Who's going to willingly pay that extra $60 per barrel?
Yes, we might regulate it to prevent the worst contamination, but I really wish Dems would get more focused on doable policies and strategies than to continually get off in the weeds over something futile.
[and no, global warming scare won't kill fracking - fracking just bought us some time to not worry about Russia or the Middle East. We just have to get on with finding & deploying non-fossile alternatives real real quick. Aside from the well-known growth of wind & solar, other options are getting interesting very quickly:
http://thorconpower.com/
https://www.iaea.org/newscenter/news/molten-salt-reactors-iaea-to-establ...
]
by PeraclesPlease on Tue, 02/21/2017 - 4:14am
Even socks? If so, we'll be darning them again due to the cost of replacement? (unpaid labor?!) I don't have as many decades as you, but I am old enough to recall what it was like when there was no such thing as a discount store and lots of people bought winter and school clothes on 'layaway" because they were a major purchase and there were no personal credit cards either,
Partly because: my mother was often ready to kill my brothers when they tore the knees out of their pants, yes she got so angry and upset, punishment did get physical. Iron-on patches had just become available at like, Woolworth's, but they were poor quality of few colors and didn't stick that well, owing to lack of competition, and I suspect pants makers with well-paid union workers didn't want you to have such things, they wanted you to buy your kids new pants. (To go in reverse to historic markets rather than the improvements of competition, the propensity to tear pants is why earlier generations of boys didn't wear long pants until of a certain age. What does that say economically?)

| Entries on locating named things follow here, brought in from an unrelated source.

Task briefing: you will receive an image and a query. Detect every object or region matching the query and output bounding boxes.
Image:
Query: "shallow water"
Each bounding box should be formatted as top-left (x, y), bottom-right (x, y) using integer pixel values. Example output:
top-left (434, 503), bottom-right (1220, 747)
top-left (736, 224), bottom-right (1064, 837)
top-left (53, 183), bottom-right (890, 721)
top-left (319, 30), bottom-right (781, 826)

Not to mention:primary care docs were not paid by insurance cos (as most of the latter covered only hospitalization) but by their patients on informal installment plans....but that's a whole nother thing: still, professional services are labor....
I been bad commenting at length as I should be sleeping, can't help it, you inspired me. Don't feel you have to respond, just take it as provoking thought.
by artappraiser on Mon, 02/20/2017 - 11:55pm
I still have my wooden darning bulb. My Aunt Mary very patiently taught me how to hand patch my brother's pants. To this day I am grateful to her for that skill. I have passed it down to others who have kids. I think it is cruel for school systems to force parents to buy school uniforms in poor districts for the reason you said. I have spent time showing and helping my neighbors salvage their kids school uniform pants.
Sock knitting has come back in fashion. Many mid twentieth century household skills have had a resurgence out of necessity. This includes saving money in a coffee can for something that is needed.